Tal vez todo esto provenga de una larga tradición en la que el cuerpo es territorio vigilado. Respirar, sí. Desear, con moderación. Sentir, pero sin desbordarse. La salud pública, en ocasiones, parece confundirse con una moral privada. De un lado, los virus inocentes del aire. Del otro, los virus culpables de la carne. Y entre ambos, un sistema de valores que, sin darnos cuenta, organiza la compasión y el rechazo como si fueran departamentos de un hospital metafísico.
Decía Susan Sontag que las enfermedades llevan metáforas adheridas, como barnices que cuesta arrancar. La gripe trae metáforas de fragilidad; el VIH trajo, durante décadas, metáforas de culpa. Quizá por eso se investiga más sobre unos virus que sobre otros. O se financian con más entusiasmo unas campañas sanitarias que otras, como si el sufrimiento, para ser legítimo, tuviera que provenir de una causa respetable. Basta recordar los reiterados intentos del gobierno de Trump de recortar la ayuda internacional contra el VIH/Sida en terceros países para ver cómo incluso la salud se administra con criterios morales antes que médicos.

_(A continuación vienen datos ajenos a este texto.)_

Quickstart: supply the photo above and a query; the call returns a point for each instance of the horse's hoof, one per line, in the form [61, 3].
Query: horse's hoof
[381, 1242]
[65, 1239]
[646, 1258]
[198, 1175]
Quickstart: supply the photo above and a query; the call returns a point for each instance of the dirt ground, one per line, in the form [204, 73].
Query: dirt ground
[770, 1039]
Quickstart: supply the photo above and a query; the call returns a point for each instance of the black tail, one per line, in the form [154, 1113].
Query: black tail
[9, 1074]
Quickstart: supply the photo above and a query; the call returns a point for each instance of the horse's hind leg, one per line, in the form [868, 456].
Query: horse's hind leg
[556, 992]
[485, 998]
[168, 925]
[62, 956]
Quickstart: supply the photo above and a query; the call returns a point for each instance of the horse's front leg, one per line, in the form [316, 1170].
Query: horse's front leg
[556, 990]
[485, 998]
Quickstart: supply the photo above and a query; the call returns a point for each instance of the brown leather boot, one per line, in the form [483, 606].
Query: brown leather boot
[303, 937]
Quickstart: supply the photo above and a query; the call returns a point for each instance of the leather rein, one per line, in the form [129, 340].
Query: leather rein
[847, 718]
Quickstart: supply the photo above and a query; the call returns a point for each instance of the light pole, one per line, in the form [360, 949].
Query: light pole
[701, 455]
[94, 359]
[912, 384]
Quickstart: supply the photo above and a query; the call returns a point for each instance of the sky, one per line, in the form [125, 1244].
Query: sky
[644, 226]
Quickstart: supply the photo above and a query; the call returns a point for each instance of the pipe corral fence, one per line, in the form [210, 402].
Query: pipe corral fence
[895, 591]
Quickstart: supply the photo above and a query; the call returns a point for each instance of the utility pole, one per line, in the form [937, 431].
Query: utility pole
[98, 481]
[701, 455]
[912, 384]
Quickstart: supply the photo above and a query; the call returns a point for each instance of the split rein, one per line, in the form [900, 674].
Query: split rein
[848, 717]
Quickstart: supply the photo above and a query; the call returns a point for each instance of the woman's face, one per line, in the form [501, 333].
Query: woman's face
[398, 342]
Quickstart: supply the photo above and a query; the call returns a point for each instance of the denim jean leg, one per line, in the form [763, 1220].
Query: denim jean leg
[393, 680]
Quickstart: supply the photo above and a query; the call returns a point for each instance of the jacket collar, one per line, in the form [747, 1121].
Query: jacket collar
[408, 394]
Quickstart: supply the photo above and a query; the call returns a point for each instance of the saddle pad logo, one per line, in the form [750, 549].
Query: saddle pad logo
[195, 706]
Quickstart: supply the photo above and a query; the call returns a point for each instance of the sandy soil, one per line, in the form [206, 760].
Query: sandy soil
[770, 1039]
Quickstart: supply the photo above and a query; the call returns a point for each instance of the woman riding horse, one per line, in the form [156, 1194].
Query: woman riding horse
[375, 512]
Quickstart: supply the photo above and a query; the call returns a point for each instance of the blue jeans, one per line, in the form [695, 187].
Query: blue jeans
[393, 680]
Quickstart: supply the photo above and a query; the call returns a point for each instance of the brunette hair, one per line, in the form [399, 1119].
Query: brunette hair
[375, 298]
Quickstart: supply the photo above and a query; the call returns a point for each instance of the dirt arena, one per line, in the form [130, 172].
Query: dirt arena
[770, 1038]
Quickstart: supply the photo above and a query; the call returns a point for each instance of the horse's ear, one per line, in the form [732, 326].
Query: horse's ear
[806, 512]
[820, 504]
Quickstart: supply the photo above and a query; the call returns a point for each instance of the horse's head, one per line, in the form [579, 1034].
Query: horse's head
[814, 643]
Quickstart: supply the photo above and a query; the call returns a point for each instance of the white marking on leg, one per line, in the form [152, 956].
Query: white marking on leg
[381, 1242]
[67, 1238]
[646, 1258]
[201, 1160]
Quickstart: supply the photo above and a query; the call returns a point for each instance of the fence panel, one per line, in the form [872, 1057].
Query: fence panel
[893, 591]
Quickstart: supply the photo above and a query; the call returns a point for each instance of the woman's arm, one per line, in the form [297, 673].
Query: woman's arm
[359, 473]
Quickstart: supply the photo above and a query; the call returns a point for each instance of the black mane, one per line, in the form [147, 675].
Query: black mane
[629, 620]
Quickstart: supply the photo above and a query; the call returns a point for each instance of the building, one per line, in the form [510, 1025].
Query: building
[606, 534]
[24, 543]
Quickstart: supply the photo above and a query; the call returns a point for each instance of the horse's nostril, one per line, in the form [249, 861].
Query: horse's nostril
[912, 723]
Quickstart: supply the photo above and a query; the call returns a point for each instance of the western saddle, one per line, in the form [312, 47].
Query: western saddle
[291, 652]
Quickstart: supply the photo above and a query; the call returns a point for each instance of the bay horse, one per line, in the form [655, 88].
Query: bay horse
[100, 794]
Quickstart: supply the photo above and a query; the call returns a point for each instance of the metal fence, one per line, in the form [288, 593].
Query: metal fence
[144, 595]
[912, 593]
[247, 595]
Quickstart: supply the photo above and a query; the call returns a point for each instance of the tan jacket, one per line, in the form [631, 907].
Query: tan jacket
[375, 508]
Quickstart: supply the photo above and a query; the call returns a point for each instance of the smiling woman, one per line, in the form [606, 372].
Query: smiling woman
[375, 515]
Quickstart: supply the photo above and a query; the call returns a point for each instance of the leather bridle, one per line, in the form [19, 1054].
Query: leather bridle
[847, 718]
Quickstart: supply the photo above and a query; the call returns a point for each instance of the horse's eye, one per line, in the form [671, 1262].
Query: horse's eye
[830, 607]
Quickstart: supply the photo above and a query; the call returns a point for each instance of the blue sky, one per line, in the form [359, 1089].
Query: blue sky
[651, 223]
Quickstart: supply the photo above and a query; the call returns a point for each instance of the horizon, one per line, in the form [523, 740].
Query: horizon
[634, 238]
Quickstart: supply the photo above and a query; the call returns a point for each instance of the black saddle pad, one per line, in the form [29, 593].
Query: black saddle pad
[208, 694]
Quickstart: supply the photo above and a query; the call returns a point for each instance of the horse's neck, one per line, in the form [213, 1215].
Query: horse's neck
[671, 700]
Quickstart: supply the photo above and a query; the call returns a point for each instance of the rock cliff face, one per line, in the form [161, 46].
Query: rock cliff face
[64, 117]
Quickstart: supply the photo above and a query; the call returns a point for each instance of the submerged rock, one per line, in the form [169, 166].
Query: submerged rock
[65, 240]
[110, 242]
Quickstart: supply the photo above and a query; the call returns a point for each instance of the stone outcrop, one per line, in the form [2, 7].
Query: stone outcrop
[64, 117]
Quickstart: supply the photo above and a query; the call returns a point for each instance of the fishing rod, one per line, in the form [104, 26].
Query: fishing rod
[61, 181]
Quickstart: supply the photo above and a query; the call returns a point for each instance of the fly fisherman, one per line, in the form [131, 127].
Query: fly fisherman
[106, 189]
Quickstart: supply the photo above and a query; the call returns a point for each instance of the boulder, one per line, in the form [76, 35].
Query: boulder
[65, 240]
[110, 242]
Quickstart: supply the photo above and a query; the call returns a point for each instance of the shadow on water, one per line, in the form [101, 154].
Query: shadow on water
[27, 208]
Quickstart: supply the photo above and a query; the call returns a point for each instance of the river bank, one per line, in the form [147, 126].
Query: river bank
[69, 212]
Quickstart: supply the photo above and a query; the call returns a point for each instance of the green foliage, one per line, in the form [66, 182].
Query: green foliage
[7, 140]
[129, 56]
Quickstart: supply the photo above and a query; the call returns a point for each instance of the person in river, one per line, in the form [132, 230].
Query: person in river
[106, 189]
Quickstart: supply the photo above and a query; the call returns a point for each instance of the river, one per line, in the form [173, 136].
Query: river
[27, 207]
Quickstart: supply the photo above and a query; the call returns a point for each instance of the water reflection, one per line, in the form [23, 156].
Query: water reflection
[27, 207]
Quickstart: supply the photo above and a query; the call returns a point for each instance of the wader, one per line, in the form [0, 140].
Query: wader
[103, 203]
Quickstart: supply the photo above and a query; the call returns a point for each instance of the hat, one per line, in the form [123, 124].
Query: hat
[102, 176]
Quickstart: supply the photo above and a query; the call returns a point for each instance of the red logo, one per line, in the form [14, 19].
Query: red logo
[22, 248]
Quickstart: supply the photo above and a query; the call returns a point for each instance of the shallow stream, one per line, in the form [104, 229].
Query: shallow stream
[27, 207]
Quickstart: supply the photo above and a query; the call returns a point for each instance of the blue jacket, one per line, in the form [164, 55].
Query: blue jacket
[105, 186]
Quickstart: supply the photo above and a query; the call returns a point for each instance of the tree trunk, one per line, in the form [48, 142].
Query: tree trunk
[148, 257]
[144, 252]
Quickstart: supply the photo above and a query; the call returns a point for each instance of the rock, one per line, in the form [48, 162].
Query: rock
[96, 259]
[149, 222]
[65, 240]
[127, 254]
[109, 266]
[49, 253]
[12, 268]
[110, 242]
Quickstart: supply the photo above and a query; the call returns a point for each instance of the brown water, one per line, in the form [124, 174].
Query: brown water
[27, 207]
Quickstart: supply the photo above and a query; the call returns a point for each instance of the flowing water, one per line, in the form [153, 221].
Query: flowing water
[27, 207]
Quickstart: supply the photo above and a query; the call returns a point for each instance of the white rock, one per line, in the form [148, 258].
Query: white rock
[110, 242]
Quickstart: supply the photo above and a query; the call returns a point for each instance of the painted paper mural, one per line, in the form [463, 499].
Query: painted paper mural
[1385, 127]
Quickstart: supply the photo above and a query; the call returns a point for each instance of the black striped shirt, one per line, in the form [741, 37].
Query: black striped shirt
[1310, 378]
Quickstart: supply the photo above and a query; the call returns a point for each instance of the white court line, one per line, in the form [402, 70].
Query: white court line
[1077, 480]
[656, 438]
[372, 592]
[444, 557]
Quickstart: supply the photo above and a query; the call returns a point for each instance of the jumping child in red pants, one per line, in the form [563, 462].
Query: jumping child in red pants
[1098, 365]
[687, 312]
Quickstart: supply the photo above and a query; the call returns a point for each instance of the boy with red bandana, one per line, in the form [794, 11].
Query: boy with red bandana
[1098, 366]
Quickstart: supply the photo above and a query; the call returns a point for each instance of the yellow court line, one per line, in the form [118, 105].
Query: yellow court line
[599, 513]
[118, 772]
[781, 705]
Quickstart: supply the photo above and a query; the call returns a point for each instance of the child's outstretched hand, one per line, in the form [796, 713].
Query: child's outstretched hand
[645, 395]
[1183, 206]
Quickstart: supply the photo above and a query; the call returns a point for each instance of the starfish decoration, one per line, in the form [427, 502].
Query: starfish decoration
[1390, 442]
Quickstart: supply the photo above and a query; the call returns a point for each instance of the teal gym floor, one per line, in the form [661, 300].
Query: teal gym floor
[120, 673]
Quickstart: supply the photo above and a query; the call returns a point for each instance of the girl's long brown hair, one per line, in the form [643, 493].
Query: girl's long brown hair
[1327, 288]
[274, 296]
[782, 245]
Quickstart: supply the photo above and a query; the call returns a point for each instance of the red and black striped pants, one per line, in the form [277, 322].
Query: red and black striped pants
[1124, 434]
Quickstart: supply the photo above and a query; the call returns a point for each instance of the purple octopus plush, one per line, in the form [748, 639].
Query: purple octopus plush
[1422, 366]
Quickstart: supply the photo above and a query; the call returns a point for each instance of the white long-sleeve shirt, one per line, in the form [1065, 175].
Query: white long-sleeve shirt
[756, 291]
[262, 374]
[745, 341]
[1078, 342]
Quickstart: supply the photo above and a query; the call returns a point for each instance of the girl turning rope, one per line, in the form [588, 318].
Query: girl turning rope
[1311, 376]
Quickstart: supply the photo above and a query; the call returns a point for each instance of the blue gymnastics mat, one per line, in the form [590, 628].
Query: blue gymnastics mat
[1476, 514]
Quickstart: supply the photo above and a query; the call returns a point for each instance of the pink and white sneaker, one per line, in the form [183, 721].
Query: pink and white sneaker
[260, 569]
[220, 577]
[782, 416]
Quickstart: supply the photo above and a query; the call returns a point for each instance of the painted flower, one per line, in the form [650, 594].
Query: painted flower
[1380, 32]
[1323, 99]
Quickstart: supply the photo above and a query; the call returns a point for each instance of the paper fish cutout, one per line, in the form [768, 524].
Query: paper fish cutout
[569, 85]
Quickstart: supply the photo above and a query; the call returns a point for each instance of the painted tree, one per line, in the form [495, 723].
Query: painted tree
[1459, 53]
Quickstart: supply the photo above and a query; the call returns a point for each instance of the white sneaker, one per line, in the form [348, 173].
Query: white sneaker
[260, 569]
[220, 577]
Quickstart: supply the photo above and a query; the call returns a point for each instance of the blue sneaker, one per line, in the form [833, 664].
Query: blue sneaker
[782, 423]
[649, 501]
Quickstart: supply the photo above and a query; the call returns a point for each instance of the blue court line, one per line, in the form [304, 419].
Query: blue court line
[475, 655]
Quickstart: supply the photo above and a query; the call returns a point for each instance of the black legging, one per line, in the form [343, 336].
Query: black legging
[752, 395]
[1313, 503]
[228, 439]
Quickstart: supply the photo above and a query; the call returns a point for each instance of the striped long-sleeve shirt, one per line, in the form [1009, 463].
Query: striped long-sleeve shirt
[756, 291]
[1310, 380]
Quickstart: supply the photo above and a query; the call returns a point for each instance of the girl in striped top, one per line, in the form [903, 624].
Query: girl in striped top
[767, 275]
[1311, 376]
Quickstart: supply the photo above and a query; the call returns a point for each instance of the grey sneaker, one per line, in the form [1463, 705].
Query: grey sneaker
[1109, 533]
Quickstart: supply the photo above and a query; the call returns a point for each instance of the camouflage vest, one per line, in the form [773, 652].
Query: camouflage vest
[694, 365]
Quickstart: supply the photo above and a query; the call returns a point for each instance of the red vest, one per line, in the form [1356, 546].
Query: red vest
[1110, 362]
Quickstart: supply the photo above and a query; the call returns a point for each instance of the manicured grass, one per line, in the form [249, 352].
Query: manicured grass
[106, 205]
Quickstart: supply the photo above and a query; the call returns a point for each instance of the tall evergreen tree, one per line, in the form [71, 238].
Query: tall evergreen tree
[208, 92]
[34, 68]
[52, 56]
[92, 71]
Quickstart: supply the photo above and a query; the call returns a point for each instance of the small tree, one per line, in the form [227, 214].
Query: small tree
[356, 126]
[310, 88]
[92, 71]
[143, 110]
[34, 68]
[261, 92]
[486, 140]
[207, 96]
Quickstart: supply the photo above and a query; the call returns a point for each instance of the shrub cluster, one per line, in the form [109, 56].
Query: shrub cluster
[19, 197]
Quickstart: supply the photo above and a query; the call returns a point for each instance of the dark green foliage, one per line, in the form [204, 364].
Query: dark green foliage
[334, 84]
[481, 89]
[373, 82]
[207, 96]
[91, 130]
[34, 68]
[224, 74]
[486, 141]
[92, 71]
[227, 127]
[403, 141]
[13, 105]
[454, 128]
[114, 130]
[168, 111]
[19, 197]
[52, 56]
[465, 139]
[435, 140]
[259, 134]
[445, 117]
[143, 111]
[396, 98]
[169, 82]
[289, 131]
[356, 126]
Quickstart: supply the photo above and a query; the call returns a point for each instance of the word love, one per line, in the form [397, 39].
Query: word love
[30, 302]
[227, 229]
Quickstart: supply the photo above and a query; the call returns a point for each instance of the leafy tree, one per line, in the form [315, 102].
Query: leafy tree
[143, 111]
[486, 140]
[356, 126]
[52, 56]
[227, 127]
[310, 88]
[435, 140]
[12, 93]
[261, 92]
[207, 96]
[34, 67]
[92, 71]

Pero ¿qué es una causa respetable para enfermar? ¿El aire, ese espacio público sin control? ¿El deseo, esa intimidad que nadie quiere reconocer, pero que todos visitan? Allí donde la medicina calla, la moral habla; y cuando habla, sentencia.
Mientras bajaba del metro, pensaba que el hombre del estornudo volvería a su casa con una sopa caliente y quizá algún cariño. La mujer del prospecto, en cambio, volvería con el peso invisible de una falta. Dos enfermedades, un mismo cuerpo humano, dos cargas opuestas.
Tal vez, en el fondo, la sociedad no teme a la enfermedad, sino a la libertad. El aire es democrático; el deseo, subversivo. Por eso el aire absuelve y la carne condena.
Puede que Foucault tuviera razón: el poder no solo gestiona la salud, también decide por qué caminos es legítimo enfermar. No basta con estar enfermo: hay que haber caído por las vías autorizadas. Por eso, además de vacunas contra los virus, necesitamos una vacuna contra la vergüenza. Esa sí que sería un verdadero progreso higiénico. Porque contra el virus del juicio social, de momento, ni siquiera hay prospecto.